Review of The Platform
The Platform. Directed by Galder Gaztelu-Urrutia, Basque Films, distributed by Netflix, 2019.
The Spanish director, Galder Gaztelu-Urrutia’s Spanish-language thriller on Netflix, The Platform (El Hoyo, 2019) is set in a dystopian future in a “Vertical Self-Management Center.” It is a prison-like building referred to as “The Hole,” consisting of over 300 levels, with two inmates to a cell. A platform full of food descends every day from the highest level to the bottom to feed these incarcerated inmates, which is closely concerned with food distribution and rationing. The inmates at the highest level get to decide whatever and how much they desire to eat, after which the food is taken one level down. The leftovers of the inmates above become the food those below. People are randomly moved to another level after each month. The film illustrates the protagonist, Goreng’s physical and metaphorical journey which gradually reveals the brutal reality behind the Hole through his experiences with his cellmates and other people in the prison.
The movie has numerous dystopian characteristics, which may lead one to label it a dystopian movie, whereas some others may categorize it as a horror movie or science fiction horror thriller. Generically speaking, it bears certain similarities to the structural pattern of literary dystopias or dystopian movies. The film starts in medias res, as we find the protagonist Goreng (Ivan Massague) waking up on Level 48 in his cell, staring at his inmate, Trimagasi (Zorion Eguileor), an old man imprisoned due to his accidental murdering of an immigrant. The main character is initially confronted with the foil, Trimagasi, who expounds on how the system in the Hole functions, which starts his transition from a state of naivety to a state of knowledge and experience. He is gradually exposed to the reality of the system through external factors such as Trimagasi, Miharu, and other inmates. Miharu, whose name stands for “open one’s eyes wide” plays a significant role in his journey (Ishida 106).
The dystopian protagonist starts to comprehend the internal mechanics of the system and resists against the system. Goreng, who takes Cervantes’s book, Don Quixote with him as his only item, struggles hard both to understand how the Hole works and to promote fair food rationing so that everyone can have something to eat. When the protagonist does not find support from other characters, his determination is partially vitiated. The protagonist manages to stay alive and reach the symbol of hope, a girl in this case. The girl who is implied to be Miharu’s daughter ultimately becomes the token of hope that may have the potential to change the current structure. Although the blame is not explicitly put on a political body, or rather, there does not exist a political body suppressing its citizens on a holistic level, the projected world remains highly dystopian.
It is possible to approach the movie from numerous perspectives that relate to the larger intellectual and philosophical questions and concerns raised. With its strong dystopian undertones, the movie engages itself with themes such as suppression, greed, cannibalism, corruption, surveillance, empathy, self-centrism versus altruism, violence, survival, Maslow’s hierarchy of needs, control, loss of individualism, social class, inequality, capitalism, the fluidity and fragile nature of borders in between different social classes, socialism, and racism. The Platform highlights how people do serious harm to others in order to survive and to climb up the ladder before them—a strong critique against capitalism.
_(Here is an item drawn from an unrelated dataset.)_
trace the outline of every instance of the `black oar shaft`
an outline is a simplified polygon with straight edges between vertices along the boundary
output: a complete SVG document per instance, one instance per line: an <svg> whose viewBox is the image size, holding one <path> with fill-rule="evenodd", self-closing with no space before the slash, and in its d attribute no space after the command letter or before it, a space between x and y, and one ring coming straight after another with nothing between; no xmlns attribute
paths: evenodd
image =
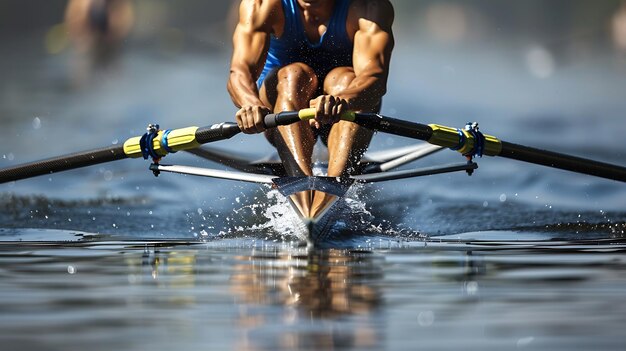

These points, illustrated on differing levels in the movie, can be introduced as relevant to research on science fiction films, dystopian films, science fiction in literature and media, as well as utopian and dystopian narratives and their cinematographic representations.
It is no surprise that The Platform has immediately become one of the most viewed movies in Netflix during the time of COVID-19. It has many similarities to the current pandemic and the new “normal” lifestyle it has brought, as social distancing and individual physical existence seem to occupy an instrumental role in both situations (emphasis added). Survival becomes the chief objective of inmates in the pit, which is followed by the desire to be on the level above, creating a dichotomy between those below and those above. Although there may be the possibility that food is sufficient for everyone, inmates eat as much as they wish instead of rationing. Therefore, people on the lower levels resort to cannibalism when they are unable to feed themselves. The self-centered approach has become clear and palpable even within the context of the COVID-19 pandemic, the concrete parallel of which can be people’s hoarding toilette papers, not caring for the needs of others.
In conclusion, The Platform with its unique texture, rich content and idiosyncratic characteristics suggests avenues for analysis from numerous angles in the light of its themes and features, argumentation, and scholarly discussions. It represents topics that can be discussed within the context of various disciplines, suitable for the interdisciplinary nature of dystopian studies. The search for an ideal system, the nature of humans, and the need to disrupt dichotomous thinking in order to engender a non-binary approach would further discussion within literature, political science, and environmental humanities, which all reflect the strong potential of the movie in contributing to scholarly, academic and pedagogical approaches.
Ishida, Priscilla. “Corpus Data and the Treatment of Idioms in Japanese Monolingual Dictionaries.” Research on Phraseology in Europe and Asia, edited by Joanna Szerszunowicz, Bogusław Nowowiejski, Takaaki Kanzaki, Katsumasa Yagi, University of Bialystok Publishing House, 2011, pp. 101-127.